Le HCR souligne que la Convention est un outil opérationnel pour concilier le contrôle des frontières et l’obligation de protection des réfugiés. Cependant, cette mission est fragilisée par une crise de financement : à la fin juin 2026, l’agence n’a reçu que 31 % des fonds nécessaires pour mener ses activités. Par ailleurs, les tensions autour de l’asile alimentent des débats sur la nécessité de renvoyer les personnes dont la demande n’est pas reconnue, mais ces refoulements doivent respecter des conditions strictes pour ne pas violer le principe de non-refoulement. Le HCR travaille avec les États et ses partenaires pour améliorer les capacités d’accueil et accélérer les décisions d’asile.

Évolution du cadre juridique

Depuis 1951, la Convention a évolué pour répondre aux nouvelles formes de persécution et aux crises contemporaines. Elle intègre désormais des enjeux comme les déplacements liés aux crises climatiques ou les persécutions fondées sur le genre. Son principe clé, le non-refoulement, interdit de renvoyer une personne vers un pays où elle risquerait des persécutions ou des violations graves des droits humains. Ce cadre juridique a permis de protéger des millions de personnes à travers le monde, des victimes de dictatures en Amérique latine aux réfugiés des conflits récents en Syrie, en Ukraine ou au Soudan.
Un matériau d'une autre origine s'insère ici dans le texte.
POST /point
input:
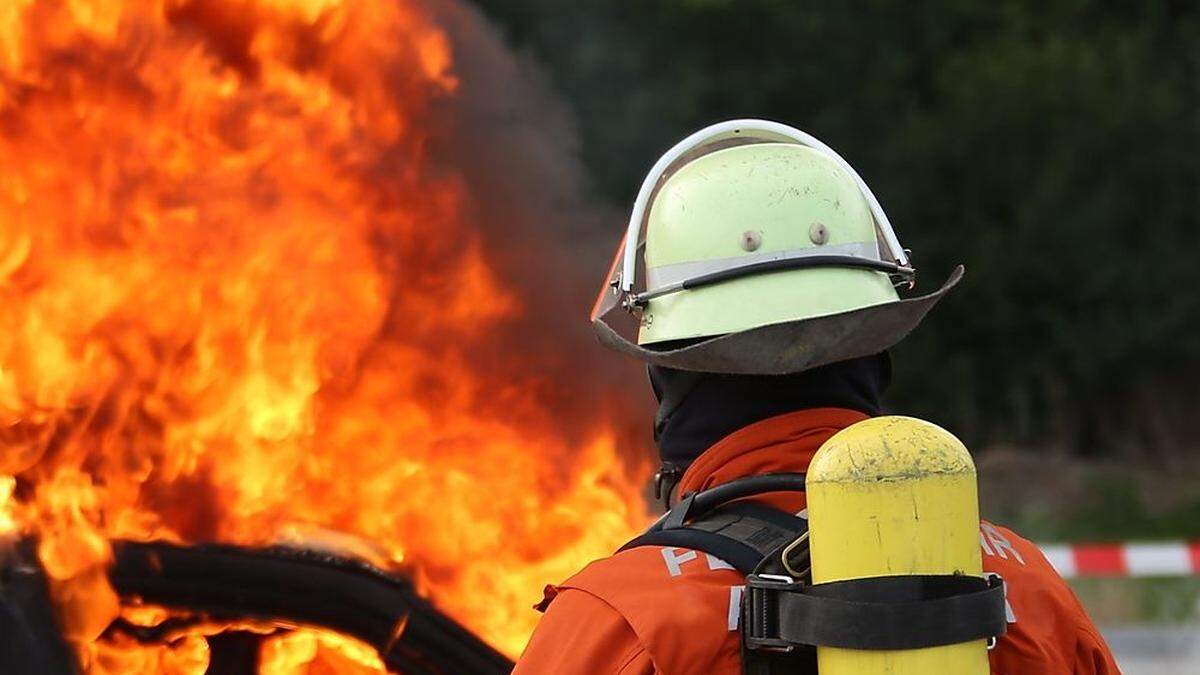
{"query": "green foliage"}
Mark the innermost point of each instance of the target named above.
(1051, 147)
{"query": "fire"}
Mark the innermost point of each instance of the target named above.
(243, 304)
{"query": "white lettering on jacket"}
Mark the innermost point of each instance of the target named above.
(995, 543)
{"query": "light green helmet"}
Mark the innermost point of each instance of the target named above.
(765, 252)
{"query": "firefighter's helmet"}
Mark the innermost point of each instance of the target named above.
(763, 252)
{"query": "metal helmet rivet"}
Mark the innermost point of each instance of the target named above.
(751, 240)
(819, 233)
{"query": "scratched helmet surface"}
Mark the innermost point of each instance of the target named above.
(763, 252)
(753, 204)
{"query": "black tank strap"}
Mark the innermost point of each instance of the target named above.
(881, 613)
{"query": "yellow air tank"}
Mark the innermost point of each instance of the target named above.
(895, 496)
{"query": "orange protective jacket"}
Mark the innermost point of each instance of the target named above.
(654, 610)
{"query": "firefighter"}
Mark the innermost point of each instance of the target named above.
(765, 300)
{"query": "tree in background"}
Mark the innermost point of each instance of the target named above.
(1051, 147)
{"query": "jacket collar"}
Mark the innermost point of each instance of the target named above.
(783, 443)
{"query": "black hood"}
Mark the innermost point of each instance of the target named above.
(696, 410)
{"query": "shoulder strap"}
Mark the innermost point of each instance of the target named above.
(741, 533)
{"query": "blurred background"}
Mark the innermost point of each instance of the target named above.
(1049, 147)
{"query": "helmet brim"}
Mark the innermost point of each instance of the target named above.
(791, 346)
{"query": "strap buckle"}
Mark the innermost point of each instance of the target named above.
(760, 615)
(665, 482)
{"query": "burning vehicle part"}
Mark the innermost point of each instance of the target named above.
(246, 293)
(256, 592)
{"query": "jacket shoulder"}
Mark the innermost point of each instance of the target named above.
(683, 605)
(1049, 629)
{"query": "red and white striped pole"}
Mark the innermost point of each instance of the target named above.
(1126, 559)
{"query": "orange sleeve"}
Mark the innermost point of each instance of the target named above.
(581, 634)
(1092, 653)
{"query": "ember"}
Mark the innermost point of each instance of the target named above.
(240, 305)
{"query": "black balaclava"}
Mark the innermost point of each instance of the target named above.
(700, 408)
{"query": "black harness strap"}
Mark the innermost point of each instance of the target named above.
(741, 533)
(785, 616)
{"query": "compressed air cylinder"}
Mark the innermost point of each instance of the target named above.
(894, 496)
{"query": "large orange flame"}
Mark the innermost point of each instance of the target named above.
(239, 304)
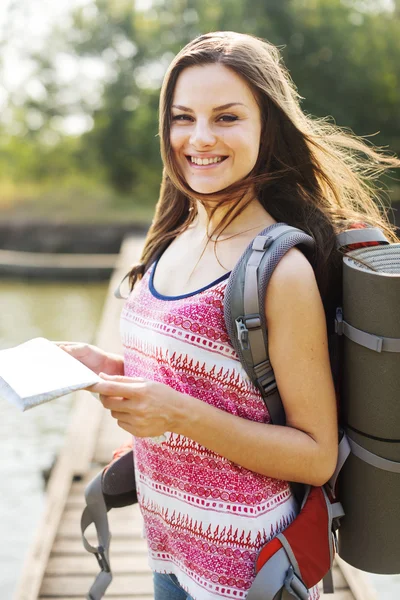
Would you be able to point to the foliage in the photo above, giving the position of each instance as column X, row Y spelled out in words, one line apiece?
column 343, row 55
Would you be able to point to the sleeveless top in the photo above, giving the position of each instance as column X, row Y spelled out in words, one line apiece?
column 205, row 517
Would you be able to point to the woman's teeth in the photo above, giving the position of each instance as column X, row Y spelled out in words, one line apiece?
column 206, row 161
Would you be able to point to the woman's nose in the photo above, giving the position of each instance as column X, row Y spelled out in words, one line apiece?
column 202, row 134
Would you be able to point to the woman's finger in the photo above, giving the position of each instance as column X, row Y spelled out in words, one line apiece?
column 117, row 388
column 114, row 403
column 123, row 378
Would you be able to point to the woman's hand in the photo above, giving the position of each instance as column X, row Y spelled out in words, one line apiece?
column 94, row 358
column 143, row 408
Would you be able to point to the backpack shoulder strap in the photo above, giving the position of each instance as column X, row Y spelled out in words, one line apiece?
column 244, row 307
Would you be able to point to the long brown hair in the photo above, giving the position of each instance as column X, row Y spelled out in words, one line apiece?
column 309, row 173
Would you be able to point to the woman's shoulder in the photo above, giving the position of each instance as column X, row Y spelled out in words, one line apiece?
column 293, row 281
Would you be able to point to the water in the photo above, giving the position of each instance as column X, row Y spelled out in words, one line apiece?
column 29, row 441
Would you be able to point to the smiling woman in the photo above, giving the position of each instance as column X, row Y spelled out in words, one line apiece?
column 239, row 155
column 213, row 147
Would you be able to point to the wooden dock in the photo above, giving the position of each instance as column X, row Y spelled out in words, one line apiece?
column 56, row 266
column 57, row 566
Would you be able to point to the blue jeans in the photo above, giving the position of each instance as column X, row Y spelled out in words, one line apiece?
column 166, row 587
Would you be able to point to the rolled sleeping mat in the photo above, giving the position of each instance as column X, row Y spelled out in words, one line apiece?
column 370, row 402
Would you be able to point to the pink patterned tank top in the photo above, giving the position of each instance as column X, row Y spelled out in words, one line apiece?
column 205, row 517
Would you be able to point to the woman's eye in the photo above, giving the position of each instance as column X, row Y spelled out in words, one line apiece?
column 229, row 118
column 181, row 117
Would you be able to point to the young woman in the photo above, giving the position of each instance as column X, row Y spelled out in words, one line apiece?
column 239, row 155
Ce que ça pourrait changer

Pour marquer ses 75 ans, la Convention appelle à un renouvellement de l’engagement en faveur de l’asile et de la solidarité internationale. Elizabeth Tan, Directrice de la protection internationale au HCR, insiste sur la nécessité de protéger ceux qui sont contraints de fuir tout en maintenant l’asile accessible à ceux qui en ont besoin. L’objectif est de préserver la confiance dans le système d’asile, qui repose sur un équilibre entre le contrôle des frontières et le respect des droits humains. Cette mission nécessite une coopération renforcée entre les États, les organisations internationales et la société civile.